The thing works like this.
Many coders are unfamiliar with the underlying technologies that make their programs run. But why should you care when your code appears to work? Because you want it to run well and not be riddled with hard-to-find bugs. You don’t want to be in the news because your code had a security problem.
Lots of technical detail is available online but it’s not organized or collected into a convenient place. In The Secret Life of Programs, veteran engineer Jonathan E. Steinhart explores—in depth—the foundational concepts that underlie the machine. Subjects like computer hardware, how software behaves on hardware, as well as how people have solved problems using technology over time.

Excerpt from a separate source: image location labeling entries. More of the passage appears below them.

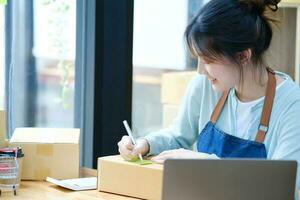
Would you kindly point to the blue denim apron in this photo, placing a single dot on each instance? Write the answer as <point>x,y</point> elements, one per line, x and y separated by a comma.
<point>211,140</point>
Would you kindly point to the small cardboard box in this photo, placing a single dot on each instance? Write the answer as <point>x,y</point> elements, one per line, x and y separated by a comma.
<point>122,177</point>
<point>173,86</point>
<point>48,152</point>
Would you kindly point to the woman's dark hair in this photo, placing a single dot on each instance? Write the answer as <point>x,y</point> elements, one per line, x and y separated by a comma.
<point>224,28</point>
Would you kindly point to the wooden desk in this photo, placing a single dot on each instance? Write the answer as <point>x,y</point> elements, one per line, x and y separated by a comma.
<point>42,190</point>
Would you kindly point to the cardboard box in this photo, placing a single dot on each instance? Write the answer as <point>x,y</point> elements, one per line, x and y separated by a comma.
<point>169,114</point>
<point>173,86</point>
<point>122,177</point>
<point>48,152</point>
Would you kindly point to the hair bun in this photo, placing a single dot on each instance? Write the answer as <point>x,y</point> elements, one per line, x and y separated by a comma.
<point>259,6</point>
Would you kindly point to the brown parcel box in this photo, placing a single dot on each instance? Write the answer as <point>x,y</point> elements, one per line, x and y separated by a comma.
<point>48,152</point>
<point>121,177</point>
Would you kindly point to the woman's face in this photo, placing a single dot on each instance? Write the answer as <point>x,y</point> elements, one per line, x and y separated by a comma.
<point>221,73</point>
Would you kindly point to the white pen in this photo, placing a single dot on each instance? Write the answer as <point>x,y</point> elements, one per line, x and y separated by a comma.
<point>131,136</point>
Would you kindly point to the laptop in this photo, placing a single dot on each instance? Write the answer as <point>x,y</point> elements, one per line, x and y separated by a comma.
<point>188,179</point>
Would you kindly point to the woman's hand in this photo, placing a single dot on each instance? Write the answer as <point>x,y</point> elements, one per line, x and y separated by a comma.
<point>129,151</point>
<point>179,154</point>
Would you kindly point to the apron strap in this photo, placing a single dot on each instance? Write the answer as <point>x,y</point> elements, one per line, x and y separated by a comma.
<point>218,109</point>
<point>267,107</point>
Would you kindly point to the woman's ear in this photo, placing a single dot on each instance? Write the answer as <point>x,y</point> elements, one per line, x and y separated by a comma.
<point>244,57</point>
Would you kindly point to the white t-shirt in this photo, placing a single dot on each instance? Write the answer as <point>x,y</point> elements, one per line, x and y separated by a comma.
<point>243,114</point>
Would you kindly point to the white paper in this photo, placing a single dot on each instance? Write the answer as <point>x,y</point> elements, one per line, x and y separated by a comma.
<point>76,184</point>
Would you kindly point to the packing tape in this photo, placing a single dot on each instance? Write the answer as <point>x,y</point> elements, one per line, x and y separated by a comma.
<point>44,149</point>
<point>41,174</point>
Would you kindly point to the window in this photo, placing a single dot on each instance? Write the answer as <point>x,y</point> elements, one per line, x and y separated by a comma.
<point>2,57</point>
<point>159,50</point>
<point>54,52</point>
<point>41,68</point>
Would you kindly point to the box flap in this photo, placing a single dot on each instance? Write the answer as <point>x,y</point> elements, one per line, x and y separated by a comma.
<point>46,135</point>
<point>118,159</point>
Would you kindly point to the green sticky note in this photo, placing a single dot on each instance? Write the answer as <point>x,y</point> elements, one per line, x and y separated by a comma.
<point>141,162</point>
<point>3,2</point>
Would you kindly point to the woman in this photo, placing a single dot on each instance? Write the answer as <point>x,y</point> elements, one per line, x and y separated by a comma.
<point>238,107</point>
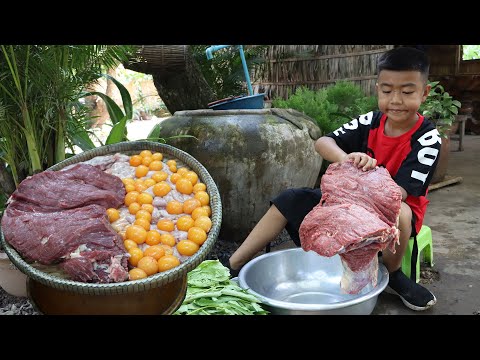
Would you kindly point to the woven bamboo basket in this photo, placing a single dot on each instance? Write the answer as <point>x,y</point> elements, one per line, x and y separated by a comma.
<point>177,274</point>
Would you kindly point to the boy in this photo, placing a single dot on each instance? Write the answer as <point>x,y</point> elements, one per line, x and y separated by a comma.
<point>396,137</point>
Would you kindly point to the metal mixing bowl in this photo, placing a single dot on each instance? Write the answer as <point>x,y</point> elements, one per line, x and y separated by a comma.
<point>296,282</point>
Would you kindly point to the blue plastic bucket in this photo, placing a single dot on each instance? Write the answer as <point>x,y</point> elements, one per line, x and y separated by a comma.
<point>246,102</point>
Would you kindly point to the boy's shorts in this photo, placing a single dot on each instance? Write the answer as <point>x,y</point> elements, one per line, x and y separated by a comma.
<point>296,203</point>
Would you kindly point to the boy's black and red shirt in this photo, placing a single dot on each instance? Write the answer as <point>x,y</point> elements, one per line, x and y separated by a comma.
<point>410,158</point>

- How the real world is converted into a form that computers understand, like bits, logic, numbers, text, and colors
- The fundamental building blocks that make up a computer including logic gates, adders, decoders, registers, and memory
- Why designing programs to match computer hardware, especially memory, improves performance
- How programs are converted into machine language that computers understand
- How software building blocks are combined to create programs like web browsers
- Clever tricks for making programs more efficient, like loop invariance, strength reduction, and recursive subdivision
- The fundamentals of computer security and machine intelligence
- Project design, documentation, scheduling, portability, maintenance, and other practical programming realities.
Learn what really happens when your code runs on the machine and you’ll learn to craft better, more efficient code.
Jonathan E. Steinhart has designed graphics hardware and software, and built CAD systems, graphics workstations, circuit simulators, power plants, and languages for integrated circuit design. He has consulted for Apple, Intel, Sun, Welch-Allyn, Lulu, and many others.